Young LGBTI people who are forced out of their families homes through homophobia are particularly vulnerable
Poverty-stricken Namibians are turning to gay sex work to escape widespread unemployment, which is so bad it forces people to eat out of the garbage.
That’s according to leading Namibia sex workers rights campaigner Nicodemus ‘Mama Africa’ Aoxamub who told Gay Star News: ‘Poverty leads Namibian men to sell their bodies to eke out a living.’
Aoxamub has been a male sex worker for the past 33 years in the mineral rich Southern African country which has a high unemployment rate.
The activist who is on the forefront of sex workers rights now leads Rights Not Rescue organization as an executive director since its inception in 2010.
Aoxamub, a son of a former freedom fighter of Namibia’s independence started sex work to feed his family at the aged of 10.
‘I feed my 12 siblings and mother from it [sex work]. From dustbin’s rotten food we started eating nice food at our home,’ Aoxamub proudly said.
‘Sex work can changes lives, I don’t know why our government does not want to decriminalize it,’ Aoxamub said.
He says there are now more than 3,000 men, both straight and gay, who eke out a living by offering sex to clients. Rejections by their families also force young LGBTI children into sex work.
‘Young people are disowned by their families because of their sexualities. School fees are also withdrawn by parents and in some instances they are chased away from home. For these youths without any skills, sex work is an option,’ Aoxamub said.
‘Rather than looking for rotten food in dustbins men will offer sex for money to both woman and men,’
Although male sex workers can make up to N$6,000 ($582 €424) per night they are tortured and abused by their clients.
Aoxamub further said male sex workers were rarely seen during Apartheid rule in Namibia before 1990 but with independence the numbers have skyrocketed due to poverty.
On social networks and in newspapers, men place adverts offering sexual services.
In one newspaper, a man looking for gay men wrote: ‘Must be working and have own place. I will make your sex lives promising but you must take care of me.’
Contact details are also placed in the advertisements.
Aoxamub also revealed his dismay at the treatment of sex workers at health facilities. He said health professionals need to be sensitive to the issues affecting minorities.
‘At hospitals male sex workers are scared to tell nurses what problem they have due to negative attitudes towards them. That means male sex workers will report lies,’ he told us.
The Namibian police are also said to have negative attitudes towards LGBTI communities.
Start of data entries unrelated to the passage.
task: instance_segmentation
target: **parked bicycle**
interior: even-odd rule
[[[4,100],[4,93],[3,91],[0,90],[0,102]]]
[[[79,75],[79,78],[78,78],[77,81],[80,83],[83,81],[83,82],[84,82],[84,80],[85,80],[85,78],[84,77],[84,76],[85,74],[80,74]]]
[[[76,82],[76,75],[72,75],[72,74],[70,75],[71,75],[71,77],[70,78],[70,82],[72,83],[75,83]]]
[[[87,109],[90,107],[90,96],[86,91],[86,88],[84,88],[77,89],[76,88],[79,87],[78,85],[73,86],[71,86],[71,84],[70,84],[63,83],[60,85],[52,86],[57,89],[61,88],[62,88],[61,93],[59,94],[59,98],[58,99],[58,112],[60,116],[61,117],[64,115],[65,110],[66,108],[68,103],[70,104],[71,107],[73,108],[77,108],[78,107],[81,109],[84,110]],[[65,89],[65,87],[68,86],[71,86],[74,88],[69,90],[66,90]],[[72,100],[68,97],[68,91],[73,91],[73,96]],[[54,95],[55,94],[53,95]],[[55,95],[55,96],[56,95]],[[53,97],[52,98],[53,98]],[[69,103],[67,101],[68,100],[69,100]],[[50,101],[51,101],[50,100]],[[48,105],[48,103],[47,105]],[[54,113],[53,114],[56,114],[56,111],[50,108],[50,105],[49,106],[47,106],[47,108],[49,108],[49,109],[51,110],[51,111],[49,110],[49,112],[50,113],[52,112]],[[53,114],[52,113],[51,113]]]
There are even reports of them laughing at male sex workers who go to the police station to report a rape.
‘They asked them how a male person can be raped by another men, one becomes a laughing stock. People don’t even report rape cases due such to behavior from police,’ Aoxamub said.
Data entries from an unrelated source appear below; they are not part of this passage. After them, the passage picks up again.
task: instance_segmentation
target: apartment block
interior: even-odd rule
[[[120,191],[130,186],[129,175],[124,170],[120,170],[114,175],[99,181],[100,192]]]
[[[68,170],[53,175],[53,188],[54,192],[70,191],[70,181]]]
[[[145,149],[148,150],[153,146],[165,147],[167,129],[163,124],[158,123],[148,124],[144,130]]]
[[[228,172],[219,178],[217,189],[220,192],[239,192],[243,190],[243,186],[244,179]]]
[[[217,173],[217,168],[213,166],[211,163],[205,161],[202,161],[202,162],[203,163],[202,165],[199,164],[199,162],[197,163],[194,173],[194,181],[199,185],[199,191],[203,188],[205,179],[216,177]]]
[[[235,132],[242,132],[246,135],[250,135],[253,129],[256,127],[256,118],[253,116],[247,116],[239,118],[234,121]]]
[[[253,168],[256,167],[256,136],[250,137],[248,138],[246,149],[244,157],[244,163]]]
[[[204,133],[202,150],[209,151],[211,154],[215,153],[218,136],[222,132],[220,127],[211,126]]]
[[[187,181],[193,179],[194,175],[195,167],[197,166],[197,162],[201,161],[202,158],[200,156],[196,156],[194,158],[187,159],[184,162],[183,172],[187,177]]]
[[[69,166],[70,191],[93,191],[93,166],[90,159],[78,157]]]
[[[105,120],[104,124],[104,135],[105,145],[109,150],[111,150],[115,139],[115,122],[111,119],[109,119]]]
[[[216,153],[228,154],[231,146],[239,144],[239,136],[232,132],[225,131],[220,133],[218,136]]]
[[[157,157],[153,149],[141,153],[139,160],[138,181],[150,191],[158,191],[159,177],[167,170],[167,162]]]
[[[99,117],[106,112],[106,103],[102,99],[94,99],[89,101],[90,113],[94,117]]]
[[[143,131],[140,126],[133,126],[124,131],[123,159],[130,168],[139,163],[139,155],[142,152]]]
His organization campaigns for universal access to health facilities without stigma and discrimination of sex workers, and seeks to protect the growing Namibian sex worker communities.
Lubricants and condoms are handed out to sex workers on a monthly basis by Rights not Rescue organization in places including Katima Mulilo, Oshikango, Keetmanshoop, Walvis Bay, Swakopmund and the country’s capital city Windhoek which has high numbers of sex workers.
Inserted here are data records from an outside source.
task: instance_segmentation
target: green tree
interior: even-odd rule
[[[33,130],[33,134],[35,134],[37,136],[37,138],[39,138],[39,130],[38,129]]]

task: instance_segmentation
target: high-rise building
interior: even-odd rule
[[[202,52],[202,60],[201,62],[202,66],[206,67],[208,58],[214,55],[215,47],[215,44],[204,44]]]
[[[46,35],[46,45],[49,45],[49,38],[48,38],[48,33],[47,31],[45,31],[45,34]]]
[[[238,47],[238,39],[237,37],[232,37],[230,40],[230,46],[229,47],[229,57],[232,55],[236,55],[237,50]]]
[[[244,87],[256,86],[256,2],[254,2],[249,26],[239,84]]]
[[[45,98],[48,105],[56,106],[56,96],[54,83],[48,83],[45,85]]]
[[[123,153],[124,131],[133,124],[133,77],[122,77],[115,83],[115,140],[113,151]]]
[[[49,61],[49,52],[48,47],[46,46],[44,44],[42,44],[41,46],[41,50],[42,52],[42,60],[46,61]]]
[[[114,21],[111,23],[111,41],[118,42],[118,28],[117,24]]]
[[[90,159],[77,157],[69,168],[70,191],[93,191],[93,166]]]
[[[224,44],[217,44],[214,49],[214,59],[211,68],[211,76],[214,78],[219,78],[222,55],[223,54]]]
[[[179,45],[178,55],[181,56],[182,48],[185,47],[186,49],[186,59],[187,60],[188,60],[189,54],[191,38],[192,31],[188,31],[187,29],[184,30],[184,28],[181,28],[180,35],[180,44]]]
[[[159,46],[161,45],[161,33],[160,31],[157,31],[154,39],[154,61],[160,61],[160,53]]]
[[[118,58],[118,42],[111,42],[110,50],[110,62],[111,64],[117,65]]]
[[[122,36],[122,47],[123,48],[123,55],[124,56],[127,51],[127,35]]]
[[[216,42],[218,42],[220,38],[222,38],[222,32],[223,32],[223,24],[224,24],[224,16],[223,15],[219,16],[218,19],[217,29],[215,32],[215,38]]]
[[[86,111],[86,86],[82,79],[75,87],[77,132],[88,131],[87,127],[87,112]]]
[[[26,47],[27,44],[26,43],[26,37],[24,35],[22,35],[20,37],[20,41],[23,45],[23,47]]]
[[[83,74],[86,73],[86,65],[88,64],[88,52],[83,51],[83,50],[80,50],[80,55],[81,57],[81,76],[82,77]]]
In the past some of the top politicians in the ruling party have called for decriminalization of sex trades.
Aoxamub said high-ranking officials make use of male sex workers services despite their anti-homosexuality stance.
Many LGBTI people live openly in Namibia but the country still criminalizes sodomy. In addition, Apartheid era laws against loitering and selling sex make sex workers lives difficult.